Pipeline - Dealing with Errors
Introduction
Dealing with errors is very important during any pipeline. Although I haven't had all the scripts ready, I need to consider the potential errors and take action early.
This section contains initial error processing for two parts: downloading and analysis.
Downloading
For download, I can think of two kinds of errors. One is that the file is good, but it was damaged during transmission. The other one is that the file was downloaded without error, but the content on the remote server is invalid.
Error While Transfering
Since there is no MD5 or similar hash provided, I have to find another way to validate the file. All the source is in .fastq.gz format, which means they are .gz archive. The best way to examine an archive is to decompress it and see if any error occurs.
If any archive fails to decompress correctly, the file will be added to the redownload list. The only downside of this method is that, if the source on the remote server is a damaged archive, then it will end in a download loop. In order to prevent this issue, I plan to set a maximum re-downloading limit. If any file was downloaded for over 3 times and still reports an error, it should be removed from the list.
Error with Source
There are two kinds of errors in this category. One is a damaged fastq file, which we won't be able to detect until it enters the analysis pipeline, so we will leave it to the analysis pipeline to take care of.

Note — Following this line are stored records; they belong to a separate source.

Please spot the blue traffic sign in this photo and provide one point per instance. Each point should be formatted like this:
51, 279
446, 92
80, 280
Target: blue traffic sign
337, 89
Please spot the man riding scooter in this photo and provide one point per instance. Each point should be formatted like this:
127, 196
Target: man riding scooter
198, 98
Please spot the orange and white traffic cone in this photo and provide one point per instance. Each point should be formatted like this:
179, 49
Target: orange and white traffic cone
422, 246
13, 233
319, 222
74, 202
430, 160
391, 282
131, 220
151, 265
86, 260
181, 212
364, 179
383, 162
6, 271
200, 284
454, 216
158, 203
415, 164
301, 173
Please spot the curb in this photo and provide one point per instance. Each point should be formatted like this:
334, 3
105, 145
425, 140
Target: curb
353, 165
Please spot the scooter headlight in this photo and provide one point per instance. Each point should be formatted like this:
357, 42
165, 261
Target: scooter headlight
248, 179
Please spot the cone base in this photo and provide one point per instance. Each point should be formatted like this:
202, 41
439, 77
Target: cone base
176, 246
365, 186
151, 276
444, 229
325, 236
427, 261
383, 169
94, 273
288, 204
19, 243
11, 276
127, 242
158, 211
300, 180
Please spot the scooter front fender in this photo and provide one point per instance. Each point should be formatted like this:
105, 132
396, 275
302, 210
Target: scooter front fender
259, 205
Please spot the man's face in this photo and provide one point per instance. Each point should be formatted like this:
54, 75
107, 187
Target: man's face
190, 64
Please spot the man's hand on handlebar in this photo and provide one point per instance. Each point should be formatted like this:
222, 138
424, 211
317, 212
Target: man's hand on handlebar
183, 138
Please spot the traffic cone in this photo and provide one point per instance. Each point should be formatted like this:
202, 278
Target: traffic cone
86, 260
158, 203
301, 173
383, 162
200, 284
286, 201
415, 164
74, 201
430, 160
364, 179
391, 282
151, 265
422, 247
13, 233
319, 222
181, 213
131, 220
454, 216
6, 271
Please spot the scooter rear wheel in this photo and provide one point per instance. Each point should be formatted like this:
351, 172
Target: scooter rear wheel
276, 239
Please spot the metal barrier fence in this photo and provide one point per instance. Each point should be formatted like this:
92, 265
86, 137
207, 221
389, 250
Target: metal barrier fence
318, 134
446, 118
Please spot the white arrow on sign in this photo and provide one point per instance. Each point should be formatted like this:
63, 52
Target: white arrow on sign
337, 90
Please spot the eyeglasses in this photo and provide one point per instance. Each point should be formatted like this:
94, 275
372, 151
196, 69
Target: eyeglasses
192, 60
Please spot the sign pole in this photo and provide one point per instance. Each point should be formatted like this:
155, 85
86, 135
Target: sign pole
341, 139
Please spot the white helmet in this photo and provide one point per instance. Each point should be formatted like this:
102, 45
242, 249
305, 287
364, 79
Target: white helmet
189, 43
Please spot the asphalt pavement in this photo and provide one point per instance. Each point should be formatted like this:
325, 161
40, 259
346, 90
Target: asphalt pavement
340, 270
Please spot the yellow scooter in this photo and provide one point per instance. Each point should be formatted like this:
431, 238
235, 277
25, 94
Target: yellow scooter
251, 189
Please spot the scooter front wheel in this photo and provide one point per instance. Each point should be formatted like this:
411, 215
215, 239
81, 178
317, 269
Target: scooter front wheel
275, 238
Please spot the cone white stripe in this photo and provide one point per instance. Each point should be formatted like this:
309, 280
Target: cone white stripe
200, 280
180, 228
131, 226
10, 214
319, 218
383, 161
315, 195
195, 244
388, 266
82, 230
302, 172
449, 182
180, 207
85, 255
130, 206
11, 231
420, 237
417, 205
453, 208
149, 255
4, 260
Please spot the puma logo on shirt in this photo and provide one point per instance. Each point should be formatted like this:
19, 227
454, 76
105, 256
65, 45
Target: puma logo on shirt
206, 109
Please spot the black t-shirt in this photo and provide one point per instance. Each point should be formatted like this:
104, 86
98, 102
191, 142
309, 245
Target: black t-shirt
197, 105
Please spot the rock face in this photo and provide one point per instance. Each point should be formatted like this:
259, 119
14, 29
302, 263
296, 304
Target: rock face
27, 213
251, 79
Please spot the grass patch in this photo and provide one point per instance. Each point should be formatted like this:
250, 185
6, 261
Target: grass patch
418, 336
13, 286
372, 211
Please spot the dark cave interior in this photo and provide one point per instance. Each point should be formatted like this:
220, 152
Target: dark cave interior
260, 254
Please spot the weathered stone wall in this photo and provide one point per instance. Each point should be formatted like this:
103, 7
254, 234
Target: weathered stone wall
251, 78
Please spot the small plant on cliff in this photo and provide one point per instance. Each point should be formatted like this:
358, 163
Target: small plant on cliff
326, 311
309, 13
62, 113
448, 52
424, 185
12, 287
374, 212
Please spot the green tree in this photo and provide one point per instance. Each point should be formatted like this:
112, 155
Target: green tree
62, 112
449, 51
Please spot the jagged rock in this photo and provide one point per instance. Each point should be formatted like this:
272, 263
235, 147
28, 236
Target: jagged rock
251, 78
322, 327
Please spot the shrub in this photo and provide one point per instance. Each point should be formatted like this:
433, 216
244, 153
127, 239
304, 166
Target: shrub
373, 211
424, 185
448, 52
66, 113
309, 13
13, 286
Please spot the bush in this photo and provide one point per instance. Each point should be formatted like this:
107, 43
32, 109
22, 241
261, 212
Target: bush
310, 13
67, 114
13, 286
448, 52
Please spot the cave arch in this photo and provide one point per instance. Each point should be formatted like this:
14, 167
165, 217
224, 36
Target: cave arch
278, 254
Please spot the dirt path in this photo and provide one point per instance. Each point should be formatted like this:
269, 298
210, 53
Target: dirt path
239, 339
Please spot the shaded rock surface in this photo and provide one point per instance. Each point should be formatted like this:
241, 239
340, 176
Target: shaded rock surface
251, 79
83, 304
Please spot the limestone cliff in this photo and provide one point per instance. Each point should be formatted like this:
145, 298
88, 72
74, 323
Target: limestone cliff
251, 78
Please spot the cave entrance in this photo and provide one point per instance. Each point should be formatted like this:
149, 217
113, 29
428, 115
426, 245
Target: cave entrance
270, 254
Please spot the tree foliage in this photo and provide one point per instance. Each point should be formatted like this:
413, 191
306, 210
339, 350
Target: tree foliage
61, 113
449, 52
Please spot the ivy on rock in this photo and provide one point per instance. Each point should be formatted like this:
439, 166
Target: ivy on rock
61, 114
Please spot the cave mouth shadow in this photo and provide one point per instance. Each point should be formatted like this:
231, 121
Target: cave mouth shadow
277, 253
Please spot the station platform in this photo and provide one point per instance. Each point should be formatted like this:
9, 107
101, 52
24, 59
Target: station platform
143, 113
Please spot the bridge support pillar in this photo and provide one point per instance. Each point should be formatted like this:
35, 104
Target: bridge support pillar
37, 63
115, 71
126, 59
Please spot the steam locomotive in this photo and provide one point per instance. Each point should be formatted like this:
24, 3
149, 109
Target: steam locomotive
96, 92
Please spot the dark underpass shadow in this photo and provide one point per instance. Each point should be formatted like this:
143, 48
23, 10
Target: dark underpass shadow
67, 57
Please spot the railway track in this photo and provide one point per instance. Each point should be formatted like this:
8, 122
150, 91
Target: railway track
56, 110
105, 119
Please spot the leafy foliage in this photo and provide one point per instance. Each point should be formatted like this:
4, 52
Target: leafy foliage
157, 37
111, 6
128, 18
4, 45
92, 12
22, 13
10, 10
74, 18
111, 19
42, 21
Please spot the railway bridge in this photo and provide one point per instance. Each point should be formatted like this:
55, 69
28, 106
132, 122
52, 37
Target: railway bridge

The other one is an unpaired file. For an interleaved-ended source, it requires two files in a similar format (XXXX_1.fastq.gz and XXXX_2.fastq.gz). If one of the two files is missing or damaged, both file needs to be removed from the list. This can be easily detected by script.
Analysis
I can think of two kinds of errors for this part. One is that the resulting output is invalid, and the other one is that the analysis pipeline was not complete. For the first one, where the result is invalid, I plan to find those invalid entries, remove them, and process the remaining file(s) again. For the second error, where the analysis pipeline was not complete, I plan to move them to a specific location for manual processing. Once there are some samples, I will be able to modify the analysis pipeline specifically for these errors.